An MVPD may offer services other than delivered video services using the same network infrastructure or through cooperative arrangements with other companies. For example, some MVPDs also offer high-speed Internet access service and telephone service. Although the focus of this Report is delivered video services, these non-video services are important to the business strategies of some MVPDs and may shift the focus of competition from standalone delivered video services to bundles of video, Internet, and telephone services.

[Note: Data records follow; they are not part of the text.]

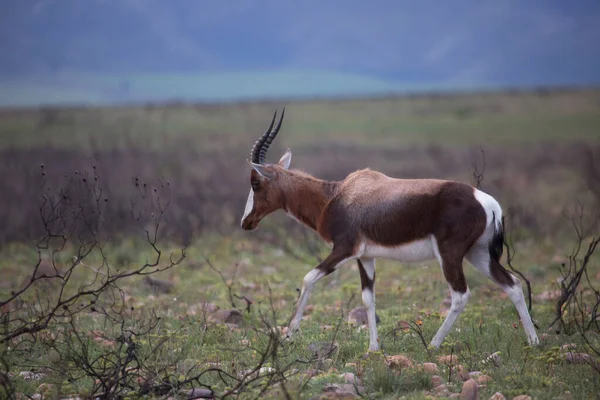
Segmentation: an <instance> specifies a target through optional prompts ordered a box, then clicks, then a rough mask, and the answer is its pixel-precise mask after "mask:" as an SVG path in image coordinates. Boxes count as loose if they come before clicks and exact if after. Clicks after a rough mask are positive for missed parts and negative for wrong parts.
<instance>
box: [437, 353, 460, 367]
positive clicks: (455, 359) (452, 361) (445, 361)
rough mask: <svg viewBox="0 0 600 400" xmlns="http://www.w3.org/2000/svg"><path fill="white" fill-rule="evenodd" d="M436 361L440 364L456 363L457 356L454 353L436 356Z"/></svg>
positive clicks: (448, 363) (456, 362)
mask: <svg viewBox="0 0 600 400" xmlns="http://www.w3.org/2000/svg"><path fill="white" fill-rule="evenodd" d="M438 362H439V363H440V364H446V365H450V364H457V363H458V357H457V356H456V355H454V354H452V355H447V356H439V357H438Z"/></svg>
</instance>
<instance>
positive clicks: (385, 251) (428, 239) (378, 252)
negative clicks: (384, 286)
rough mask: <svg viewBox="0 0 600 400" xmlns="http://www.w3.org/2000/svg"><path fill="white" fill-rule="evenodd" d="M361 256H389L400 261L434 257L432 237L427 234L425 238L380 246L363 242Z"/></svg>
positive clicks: (405, 260) (376, 257)
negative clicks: (362, 247) (426, 236)
mask: <svg viewBox="0 0 600 400" xmlns="http://www.w3.org/2000/svg"><path fill="white" fill-rule="evenodd" d="M363 257H369V258H377V257H380V258H389V259H392V260H398V261H401V262H421V261H427V260H431V259H434V258H435V250H434V244H433V242H432V237H431V236H428V237H427V238H425V239H420V240H415V241H413V242H409V243H403V244H401V245H397V246H382V245H379V244H377V243H371V242H367V243H365V248H364V252H363Z"/></svg>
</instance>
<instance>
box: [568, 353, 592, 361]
mask: <svg viewBox="0 0 600 400" xmlns="http://www.w3.org/2000/svg"><path fill="white" fill-rule="evenodd" d="M565 360H567V362H569V363H571V364H588V363H590V362H593V358H592V356H590V355H589V354H586V353H573V352H571V351H570V352H568V353H567V354H565Z"/></svg>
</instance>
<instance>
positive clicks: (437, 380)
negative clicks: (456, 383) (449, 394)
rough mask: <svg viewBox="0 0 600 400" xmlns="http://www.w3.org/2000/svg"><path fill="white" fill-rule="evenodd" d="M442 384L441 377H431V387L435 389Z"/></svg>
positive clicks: (443, 382)
mask: <svg viewBox="0 0 600 400" xmlns="http://www.w3.org/2000/svg"><path fill="white" fill-rule="evenodd" d="M443 384H444V379H442V377H441V376H438V375H434V376H432V377H431V386H433V387H437V386H440V385H443Z"/></svg>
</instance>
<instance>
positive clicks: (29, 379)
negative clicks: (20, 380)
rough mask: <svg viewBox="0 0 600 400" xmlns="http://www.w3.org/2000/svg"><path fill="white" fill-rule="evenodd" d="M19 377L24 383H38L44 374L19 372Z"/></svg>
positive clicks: (40, 373) (45, 374)
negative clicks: (29, 381)
mask: <svg viewBox="0 0 600 400" xmlns="http://www.w3.org/2000/svg"><path fill="white" fill-rule="evenodd" d="M19 376H20V377H21V378H23V380H26V381H39V380H40V379H43V378H44V377H45V376H46V374H42V373H35V372H31V371H21V372H19Z"/></svg>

Although MVPDs have traditionally delivered video programming to television sets, some MVPDs are moving beyond the television and delivering video programming to computer screens, tablets, and smartphones. The expansion of MVPD’s delivered video programming from television to other stationary and mobile devices – generally known as TV Everywhere7 – represents a new opportunity for MVPDs that may affect their business models and competitive strategies.8
When available, this Report uses information and data directly from the MVPDs as reported to the Commission and/or a company’s shareholders. For privately held companies we primarily rely on data from SNL Kagan.9 The MVPD group also includes two DBS MVPDs, DIRECTV and DISH Network, and two large telephone company MVPDs, Verizon FiOS and AT&T U-verse. For those four companies we primarily use data found in reports to shareholders.
On the other hand, with respect to some other types of MVPDs, including HSD, OVS, PCO, there is little or no publicly or commercially available data. Comments filed for this Report provide limited data on those entities. Considering that the combined market share of these other types of MVPDs represents less than one percent of MVPD subscribers, their relevance to competition in the market for the delivery of video programming is limited.10 Thus, we do not believe that a lack of data regarding these types of MVPDs will significantly hinder our analysis of competition in the market for delivered video services.

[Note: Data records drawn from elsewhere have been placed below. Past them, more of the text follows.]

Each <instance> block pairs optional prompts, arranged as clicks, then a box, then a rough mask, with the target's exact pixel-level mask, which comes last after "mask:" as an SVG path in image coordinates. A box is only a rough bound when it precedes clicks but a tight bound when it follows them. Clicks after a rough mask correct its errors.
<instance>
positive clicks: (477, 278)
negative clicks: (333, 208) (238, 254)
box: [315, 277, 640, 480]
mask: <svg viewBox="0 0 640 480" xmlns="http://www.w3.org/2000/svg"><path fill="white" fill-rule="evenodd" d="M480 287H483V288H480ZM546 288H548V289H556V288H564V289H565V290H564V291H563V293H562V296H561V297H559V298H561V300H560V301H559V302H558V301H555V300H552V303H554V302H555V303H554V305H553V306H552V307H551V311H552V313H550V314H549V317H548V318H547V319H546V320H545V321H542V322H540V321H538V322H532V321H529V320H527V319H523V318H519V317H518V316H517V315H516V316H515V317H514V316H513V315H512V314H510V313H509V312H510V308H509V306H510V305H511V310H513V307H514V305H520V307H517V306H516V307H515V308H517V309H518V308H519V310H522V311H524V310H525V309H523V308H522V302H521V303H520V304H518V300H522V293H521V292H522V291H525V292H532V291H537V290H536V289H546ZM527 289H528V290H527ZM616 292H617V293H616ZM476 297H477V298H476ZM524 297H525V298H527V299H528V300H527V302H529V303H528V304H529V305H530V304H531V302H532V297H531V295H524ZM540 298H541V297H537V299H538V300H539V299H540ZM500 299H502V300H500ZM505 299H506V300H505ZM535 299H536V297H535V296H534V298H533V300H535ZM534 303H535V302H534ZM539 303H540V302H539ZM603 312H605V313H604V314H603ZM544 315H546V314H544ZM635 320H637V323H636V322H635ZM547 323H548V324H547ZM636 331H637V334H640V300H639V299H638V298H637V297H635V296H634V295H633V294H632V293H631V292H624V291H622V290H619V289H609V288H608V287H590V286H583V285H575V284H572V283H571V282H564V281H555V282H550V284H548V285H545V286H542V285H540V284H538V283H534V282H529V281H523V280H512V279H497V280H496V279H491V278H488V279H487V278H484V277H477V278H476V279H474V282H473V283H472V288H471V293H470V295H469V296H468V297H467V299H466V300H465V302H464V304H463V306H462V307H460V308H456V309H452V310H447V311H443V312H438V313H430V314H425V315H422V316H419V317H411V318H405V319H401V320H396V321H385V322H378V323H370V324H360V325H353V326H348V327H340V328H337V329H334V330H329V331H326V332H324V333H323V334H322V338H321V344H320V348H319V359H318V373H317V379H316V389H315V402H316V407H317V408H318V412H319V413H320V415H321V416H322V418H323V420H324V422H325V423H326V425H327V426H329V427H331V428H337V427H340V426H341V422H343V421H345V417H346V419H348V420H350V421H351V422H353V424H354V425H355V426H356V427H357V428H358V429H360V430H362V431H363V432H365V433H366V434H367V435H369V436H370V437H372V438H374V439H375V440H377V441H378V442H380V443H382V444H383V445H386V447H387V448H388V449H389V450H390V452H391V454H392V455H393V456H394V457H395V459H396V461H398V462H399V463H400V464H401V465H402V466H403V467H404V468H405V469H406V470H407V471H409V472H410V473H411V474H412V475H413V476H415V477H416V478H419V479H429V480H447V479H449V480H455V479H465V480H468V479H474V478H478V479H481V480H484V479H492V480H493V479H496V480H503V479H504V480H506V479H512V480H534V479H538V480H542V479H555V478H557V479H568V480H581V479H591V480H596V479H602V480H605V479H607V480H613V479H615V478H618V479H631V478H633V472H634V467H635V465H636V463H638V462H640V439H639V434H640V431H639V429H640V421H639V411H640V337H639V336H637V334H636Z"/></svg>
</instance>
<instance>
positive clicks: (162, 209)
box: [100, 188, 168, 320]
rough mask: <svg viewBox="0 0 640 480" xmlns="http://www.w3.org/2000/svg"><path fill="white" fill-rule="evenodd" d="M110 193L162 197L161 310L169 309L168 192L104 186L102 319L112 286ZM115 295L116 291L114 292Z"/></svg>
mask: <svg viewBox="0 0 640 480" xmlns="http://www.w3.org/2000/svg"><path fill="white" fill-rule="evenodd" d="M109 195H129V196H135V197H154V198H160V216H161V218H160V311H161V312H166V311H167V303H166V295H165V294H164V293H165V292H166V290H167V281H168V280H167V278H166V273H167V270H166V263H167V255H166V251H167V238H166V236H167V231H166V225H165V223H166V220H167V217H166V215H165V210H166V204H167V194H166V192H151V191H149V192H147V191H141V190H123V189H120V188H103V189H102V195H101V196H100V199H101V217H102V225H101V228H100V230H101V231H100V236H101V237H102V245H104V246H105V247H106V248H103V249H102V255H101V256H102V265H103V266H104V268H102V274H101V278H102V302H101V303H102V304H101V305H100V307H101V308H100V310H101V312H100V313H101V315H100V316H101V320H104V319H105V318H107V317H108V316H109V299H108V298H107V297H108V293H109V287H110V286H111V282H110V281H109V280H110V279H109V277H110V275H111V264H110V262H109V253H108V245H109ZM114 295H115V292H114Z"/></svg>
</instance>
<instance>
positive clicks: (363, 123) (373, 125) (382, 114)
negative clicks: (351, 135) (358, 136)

Consumers shop for MVPD alternatives in the areas where they live. However, determining which MVPDs offer video service in which geographic areas is difficult as a result of the wide variation in the geographic footprints of MVPDs and the lack of available data that would allow comparison of the geographic coverage of one type of MVPD with another type of MVPD.11 For instance, DBS MVPDs provide a nationwide footprint. Cable MVPDs, however, operate in discrete geographic areas defined by the boundaries of their individual systems and provide data to the Commission on a “cable system” basis.12 Similarly, the Commission collects data related to telephone MVPDs only to the extent that they operate under cable franchises, and thus on a cable system basis. As a result, there is no reliable method to match DBS MVPD data with cable MVPD or telephone MVPD data on a common geographic basis. We do not have the data necessary to systematically identifying with respect to any specific geographic area which MVPDs compete for the delivery of video services.